The public scanning functions take a module_base: usize you obtain from the OS (e.g. GetModuleHandleW). The implementation parses the PE headers at that base before any other access, so a non-PE pointer is rejected cleanly. Inside the validated section ranges, the unsafe pointer reads are bounded by the VirtualSize field from the section header — outside the loader handing us a malformed PE (which the loader itself would have rejected), there is no path to an out-of-bounds read.

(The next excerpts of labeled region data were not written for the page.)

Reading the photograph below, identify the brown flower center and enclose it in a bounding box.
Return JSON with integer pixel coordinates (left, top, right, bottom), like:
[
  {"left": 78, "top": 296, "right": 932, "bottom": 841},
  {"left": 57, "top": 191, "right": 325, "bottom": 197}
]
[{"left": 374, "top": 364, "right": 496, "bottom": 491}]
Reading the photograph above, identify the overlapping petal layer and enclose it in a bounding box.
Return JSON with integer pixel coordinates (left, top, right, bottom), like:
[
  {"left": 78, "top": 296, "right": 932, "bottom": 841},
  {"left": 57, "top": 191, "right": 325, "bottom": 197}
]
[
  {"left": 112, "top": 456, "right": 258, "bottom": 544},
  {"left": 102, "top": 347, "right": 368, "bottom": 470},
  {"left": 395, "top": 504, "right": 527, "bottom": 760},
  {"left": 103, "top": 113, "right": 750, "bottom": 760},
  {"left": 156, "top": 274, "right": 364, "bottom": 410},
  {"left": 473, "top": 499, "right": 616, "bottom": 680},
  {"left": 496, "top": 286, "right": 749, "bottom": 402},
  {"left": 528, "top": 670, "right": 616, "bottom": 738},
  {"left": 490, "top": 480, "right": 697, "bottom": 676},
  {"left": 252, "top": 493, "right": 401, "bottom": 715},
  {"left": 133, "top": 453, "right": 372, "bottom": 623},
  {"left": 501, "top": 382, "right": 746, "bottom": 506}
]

The slice variants (find_in_slice, count_in_slice) are safe by Rust's slice invariants and need no further trust from the caller.

Platform

Windows / PE only.

The crate compiles on every platform — the parsing is pure compute — but the in-process function signatures assume a module_base that came from the Windows loader. On non-Windows targets, the slice variants (find_in_slice, count_in_slice) still work for analyzing PE bytes you have mapped manually.

MSRV

Rust 1.70.

Legal

pe-sigscan is a low-level byte-pattern scanning primitive.
See LEGAL.md for notes on legitimate use, jurisdictional considerations, and the project's disclaimer.

License

Licensed under either of

at your option.

Contribution

Unless you explicitly state otherwise, any contribution intentionally submitted for inclusion in the work by you, as defined in the Apache-2.0 license, shall be dual licensed as above, without any additional terms or conditions.